The Treasury Department’s top spokeswoman revised her Ph.D. dissertation after a review from Columbia University found “localized instances of plagiarism.”
The university’s investigation into the 2000 dissertation by Monica Crowley, the Treasury Department's assistant secretary for public affairs and a former conservative commentator, closed earlier this month and required her to make changes to her work.
"The investigation identified localized instances of plagiarism, but concluded that the preponderance of the evidence did not support a finding that Dr. Crowley committed research misconduct," Columbia said in a statement. "For the dissertation to stand, the University required certain corrections, which Dr. Crowley has provided."
Columbia University required Treasury's Monica Crowley to revise 32 instances of plagiarism in her PhD dissertation after a two-year investigation into her work. https://t.co/6eRyMPXL0h pic.twitter.com/Gr7AzxbF1x— Alan Rappeport (@arappeport) December 20, 2019
Crowley told The New York Times she was happy to address any “inadvertent and honest” errors and update the document.

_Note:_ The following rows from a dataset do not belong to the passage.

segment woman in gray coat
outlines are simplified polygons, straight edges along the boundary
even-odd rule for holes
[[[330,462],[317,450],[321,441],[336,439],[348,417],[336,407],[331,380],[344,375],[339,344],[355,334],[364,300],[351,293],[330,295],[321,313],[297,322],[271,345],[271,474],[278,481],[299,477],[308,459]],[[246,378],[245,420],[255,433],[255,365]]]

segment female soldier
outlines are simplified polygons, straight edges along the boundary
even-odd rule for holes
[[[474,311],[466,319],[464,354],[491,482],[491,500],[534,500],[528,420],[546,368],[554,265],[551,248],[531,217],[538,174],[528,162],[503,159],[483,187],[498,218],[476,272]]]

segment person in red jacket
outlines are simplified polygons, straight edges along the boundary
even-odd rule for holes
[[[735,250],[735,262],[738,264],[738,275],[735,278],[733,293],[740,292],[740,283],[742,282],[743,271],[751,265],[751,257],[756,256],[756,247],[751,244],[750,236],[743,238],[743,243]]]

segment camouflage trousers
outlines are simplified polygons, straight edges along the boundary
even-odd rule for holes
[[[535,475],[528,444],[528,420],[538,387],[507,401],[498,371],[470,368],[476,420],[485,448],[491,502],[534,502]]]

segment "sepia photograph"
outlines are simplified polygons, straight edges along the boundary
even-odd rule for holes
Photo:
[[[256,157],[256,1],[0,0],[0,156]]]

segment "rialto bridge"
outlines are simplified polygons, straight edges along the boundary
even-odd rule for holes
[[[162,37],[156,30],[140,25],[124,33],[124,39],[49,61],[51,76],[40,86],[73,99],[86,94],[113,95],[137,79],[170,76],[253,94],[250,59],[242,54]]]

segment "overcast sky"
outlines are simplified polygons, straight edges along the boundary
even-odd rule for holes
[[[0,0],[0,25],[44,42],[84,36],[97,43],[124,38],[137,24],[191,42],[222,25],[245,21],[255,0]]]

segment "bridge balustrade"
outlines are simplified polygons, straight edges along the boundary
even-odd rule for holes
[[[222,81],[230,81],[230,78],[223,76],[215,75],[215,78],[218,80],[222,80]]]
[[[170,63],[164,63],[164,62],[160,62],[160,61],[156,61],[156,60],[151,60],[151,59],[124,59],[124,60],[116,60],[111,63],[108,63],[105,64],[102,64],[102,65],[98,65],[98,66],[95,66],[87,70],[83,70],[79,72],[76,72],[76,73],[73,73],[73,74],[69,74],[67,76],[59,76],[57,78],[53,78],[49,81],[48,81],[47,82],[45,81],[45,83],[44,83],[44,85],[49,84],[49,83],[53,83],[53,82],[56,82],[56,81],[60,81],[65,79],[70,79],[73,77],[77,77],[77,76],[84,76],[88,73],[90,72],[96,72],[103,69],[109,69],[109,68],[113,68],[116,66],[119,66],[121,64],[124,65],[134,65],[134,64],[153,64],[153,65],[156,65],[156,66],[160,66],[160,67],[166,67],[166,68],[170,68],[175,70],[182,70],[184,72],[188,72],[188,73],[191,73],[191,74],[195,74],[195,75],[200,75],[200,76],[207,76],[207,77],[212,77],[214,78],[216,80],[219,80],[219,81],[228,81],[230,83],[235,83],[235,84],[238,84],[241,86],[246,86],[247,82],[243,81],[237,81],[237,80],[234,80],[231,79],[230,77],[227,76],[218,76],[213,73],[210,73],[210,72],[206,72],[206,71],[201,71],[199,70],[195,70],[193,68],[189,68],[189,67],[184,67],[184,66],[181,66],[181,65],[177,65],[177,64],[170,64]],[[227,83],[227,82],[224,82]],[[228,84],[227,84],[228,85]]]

"I am delighted that they have concluded that there was no research misconduct, as I have maintained all along," said Crowley. "I was also happy to address any inadvertent and honest errors and update the work."
The university said the investigation into Crowley’s dissertation began after she was first accused of plagiarism in 2017 ahead of her nomination to the administration as spokeswoman for the National Security Council. She ultimately backed out of the job after CNN and Politico revealed multiple instances of plagiarism in her Ph.D. dissertation, her new book and newspaper columns.
Crowley in the past has slammed the scandal as a “political hit job.”
“What happened to me was a despicable, straight-up political hit job, OK?” Crowley said in 2017. “It’s been debunked, my editor has completely supported me and backed me up.”
Beyond her dissertation, Crowley has also faced plagiarism allegations against other works. Her book, "What the (Bleep) Just Happened," is no longer being offered for sale until Crowley has the chance to "source and revise the material," publisher HarperCollins said in 2017.